Search code examples
rmicrosoft-r

Questions on rxDataStep when using 'transformFunc'


The following R code is to add one column to the dataset and return the data.frame.

xdfAirDemo <- RxXdfData(file.path(rxGetOption("sampleDataDir"),  "AirlineDemoSmall.xdf"))

I add a print function to check the length of the vector.

f.append <- function(lst){
  lst$mod_val_test <- rep(1, length(lst[[1]]))
  print(length(lst$mod_val_test))
  return(lst)
}

df.Airline <- rxDataStep(inData = xdfAirDemo, transformFunc = f.append)

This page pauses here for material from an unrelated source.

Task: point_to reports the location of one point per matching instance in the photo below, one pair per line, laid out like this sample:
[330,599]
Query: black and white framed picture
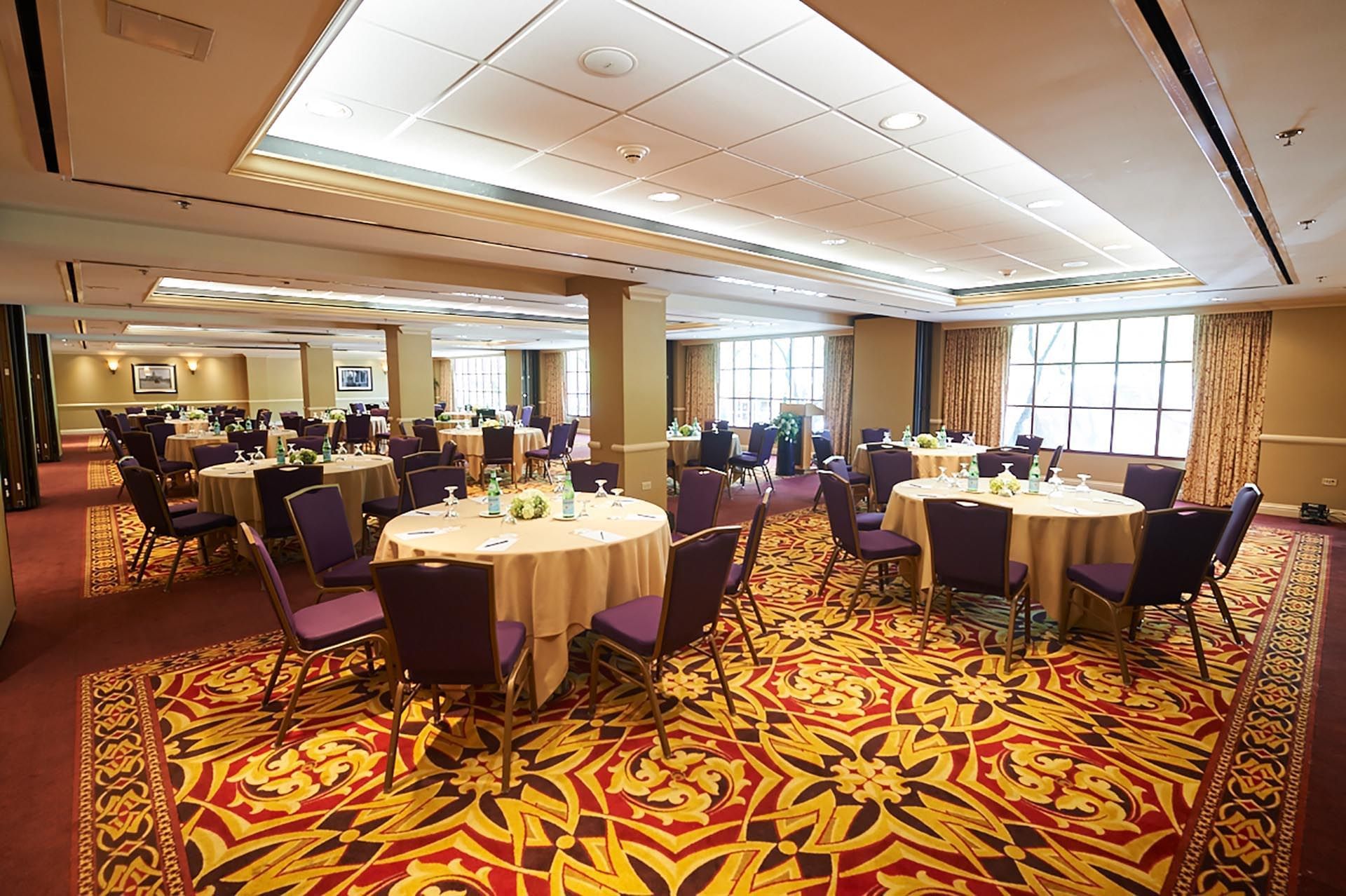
[154,379]
[355,379]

When I run the above rxDatastep , the print function in the 'f.append' function was executed twice and output two values. Can someone help me to understand how the rxDatastep works?

The result show as below. [1] 10

[1] 600000

Rows Read: 600000, Total Rows Processed: 600000, Total Chunk Time: 0.651 seconds


Solution

  • When you call rxDataStep, it actually runs your code on the first 10 rows of the data as a test. If this succeeds, it then processes the entire dataset one chunk at a time.

    If you don't want your code to be executed in the test run, you can check the value of the .rxIsTestChunk builtin variable:

    f.append <- function(lst)
    {
        # don't print anything if this is the test chunk
        if(.rxIsTestChunk)
            return(NULL)
    
        lst$mod_val_test <- rep(1, length(lst[[1]]))
        print(length(lst$mod_val_test))
        return(lst)
    }